In short: OJS 2 searches PDF files well, and OJS 3 has problems.
Details:
On the same server I have OJS 2.4.8.5 and 3.1.2.4 installed for testing.
I have the same article in both OJS versions. I added the article using the QuickSubmit plugin.
Both OJS versions use the same “pstotext” and “pdftotext” files.
Fragments of the config.inc.php file (identical in both OJS versions):
OJS 2 indexed the test article well and finds the words in this article well.
OJS 3 has partially indexed the test article and finds only some of the words in this article.
I would suggest running the PDF text extraction tool manually on your PDF to see what text is being extracted.

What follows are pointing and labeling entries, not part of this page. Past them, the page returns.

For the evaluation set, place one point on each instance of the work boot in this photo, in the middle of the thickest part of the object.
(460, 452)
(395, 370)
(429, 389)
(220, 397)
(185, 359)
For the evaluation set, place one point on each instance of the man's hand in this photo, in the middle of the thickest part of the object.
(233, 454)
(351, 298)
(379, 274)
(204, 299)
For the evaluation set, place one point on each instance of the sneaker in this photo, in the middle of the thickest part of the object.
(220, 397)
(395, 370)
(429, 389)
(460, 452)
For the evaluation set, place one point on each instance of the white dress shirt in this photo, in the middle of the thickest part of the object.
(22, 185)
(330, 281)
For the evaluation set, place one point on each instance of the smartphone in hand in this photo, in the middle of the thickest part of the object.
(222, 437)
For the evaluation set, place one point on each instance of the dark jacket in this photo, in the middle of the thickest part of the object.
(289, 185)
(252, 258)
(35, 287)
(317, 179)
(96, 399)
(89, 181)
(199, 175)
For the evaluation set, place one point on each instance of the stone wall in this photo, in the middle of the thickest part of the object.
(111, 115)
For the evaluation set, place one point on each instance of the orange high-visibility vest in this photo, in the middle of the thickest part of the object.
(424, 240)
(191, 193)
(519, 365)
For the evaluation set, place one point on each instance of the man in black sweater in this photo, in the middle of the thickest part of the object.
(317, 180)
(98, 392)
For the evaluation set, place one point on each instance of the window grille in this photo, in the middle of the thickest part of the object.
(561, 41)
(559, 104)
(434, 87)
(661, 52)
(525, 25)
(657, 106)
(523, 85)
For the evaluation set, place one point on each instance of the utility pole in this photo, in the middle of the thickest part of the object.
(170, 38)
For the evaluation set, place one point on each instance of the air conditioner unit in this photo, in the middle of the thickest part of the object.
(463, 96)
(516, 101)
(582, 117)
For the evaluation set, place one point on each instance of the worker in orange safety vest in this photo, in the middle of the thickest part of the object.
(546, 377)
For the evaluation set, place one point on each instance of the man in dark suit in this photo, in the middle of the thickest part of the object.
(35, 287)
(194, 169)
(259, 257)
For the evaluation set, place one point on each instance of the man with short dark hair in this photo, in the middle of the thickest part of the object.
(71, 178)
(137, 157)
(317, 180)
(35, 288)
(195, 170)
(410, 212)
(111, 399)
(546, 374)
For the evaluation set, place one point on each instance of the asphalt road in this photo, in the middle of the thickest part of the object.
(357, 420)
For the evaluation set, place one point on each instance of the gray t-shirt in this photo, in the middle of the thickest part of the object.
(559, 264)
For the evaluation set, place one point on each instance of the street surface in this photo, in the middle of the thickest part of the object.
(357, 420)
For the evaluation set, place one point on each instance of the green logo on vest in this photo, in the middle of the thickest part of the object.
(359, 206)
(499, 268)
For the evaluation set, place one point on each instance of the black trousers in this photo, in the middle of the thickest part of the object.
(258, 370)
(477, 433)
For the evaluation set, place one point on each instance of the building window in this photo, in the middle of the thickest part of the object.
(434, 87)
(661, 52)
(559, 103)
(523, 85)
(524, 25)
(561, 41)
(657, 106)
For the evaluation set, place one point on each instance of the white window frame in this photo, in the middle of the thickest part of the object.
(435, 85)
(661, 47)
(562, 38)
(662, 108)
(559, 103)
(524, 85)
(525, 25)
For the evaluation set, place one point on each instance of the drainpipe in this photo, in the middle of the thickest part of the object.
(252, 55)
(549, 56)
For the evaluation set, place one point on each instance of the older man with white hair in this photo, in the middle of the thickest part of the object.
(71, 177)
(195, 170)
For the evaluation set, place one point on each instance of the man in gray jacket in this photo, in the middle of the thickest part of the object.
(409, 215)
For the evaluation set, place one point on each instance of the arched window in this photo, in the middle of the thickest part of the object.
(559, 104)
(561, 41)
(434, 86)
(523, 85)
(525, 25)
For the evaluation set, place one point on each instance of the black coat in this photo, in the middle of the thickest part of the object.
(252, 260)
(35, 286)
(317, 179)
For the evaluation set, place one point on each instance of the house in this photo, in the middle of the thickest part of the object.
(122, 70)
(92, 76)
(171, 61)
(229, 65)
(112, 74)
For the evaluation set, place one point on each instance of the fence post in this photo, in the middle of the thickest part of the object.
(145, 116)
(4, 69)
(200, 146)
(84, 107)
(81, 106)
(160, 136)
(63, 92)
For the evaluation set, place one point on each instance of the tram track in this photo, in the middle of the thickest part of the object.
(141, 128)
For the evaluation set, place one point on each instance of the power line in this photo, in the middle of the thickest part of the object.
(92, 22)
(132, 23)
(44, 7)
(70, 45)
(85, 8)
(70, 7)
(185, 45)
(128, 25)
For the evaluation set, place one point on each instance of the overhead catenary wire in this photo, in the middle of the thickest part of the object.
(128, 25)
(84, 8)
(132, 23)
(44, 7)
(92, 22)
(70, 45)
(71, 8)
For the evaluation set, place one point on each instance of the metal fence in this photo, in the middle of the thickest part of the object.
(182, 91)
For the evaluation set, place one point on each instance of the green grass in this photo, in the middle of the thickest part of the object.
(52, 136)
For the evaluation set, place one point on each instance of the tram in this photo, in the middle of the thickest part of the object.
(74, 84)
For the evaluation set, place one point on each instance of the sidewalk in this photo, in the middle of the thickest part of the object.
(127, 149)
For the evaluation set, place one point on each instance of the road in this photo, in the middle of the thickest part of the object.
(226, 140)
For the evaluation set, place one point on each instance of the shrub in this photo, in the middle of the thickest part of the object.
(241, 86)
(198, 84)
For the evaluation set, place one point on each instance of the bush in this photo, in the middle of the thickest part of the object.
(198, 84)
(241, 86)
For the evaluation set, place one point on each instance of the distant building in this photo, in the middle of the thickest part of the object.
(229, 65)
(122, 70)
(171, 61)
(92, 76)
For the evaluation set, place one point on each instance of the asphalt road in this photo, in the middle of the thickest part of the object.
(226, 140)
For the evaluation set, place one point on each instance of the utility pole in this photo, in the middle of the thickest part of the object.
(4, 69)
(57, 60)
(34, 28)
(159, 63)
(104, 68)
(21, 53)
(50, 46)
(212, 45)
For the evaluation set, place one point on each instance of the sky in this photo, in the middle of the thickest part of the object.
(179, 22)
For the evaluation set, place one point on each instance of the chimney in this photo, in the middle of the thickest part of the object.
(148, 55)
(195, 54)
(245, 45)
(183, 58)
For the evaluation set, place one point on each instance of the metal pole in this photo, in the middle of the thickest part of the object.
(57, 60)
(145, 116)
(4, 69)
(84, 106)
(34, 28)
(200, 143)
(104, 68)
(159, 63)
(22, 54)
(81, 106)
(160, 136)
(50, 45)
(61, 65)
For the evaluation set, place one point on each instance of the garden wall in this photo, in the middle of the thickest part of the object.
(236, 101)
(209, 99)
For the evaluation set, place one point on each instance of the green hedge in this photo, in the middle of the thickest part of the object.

Take the command from the configuration file and replace the %s with the path and filename to the PDF you expect to see indexed.
Depending on how your PDFs are being generated, the tool may have a hard time extracting text from it.
Regards,
Alec Smecher
Public Knowledge Project Team
The server administrator performed the tests.
The pdftotext tool processed a PDF file with the article I wrote about in the first post.
The administrator performed a test on a file in the OJS 2 directory and on a file in the OJS 3 directory.
In both cases an identical TXT file was created (both files had the same md5 checksum).
One of these files can be downloaded from here:
The result is the same as on my server: OJS 2 indexes all words, and OJS 3 indexes only some words.
I think this test shows that the problem is not related to my server, my installation or my configuration.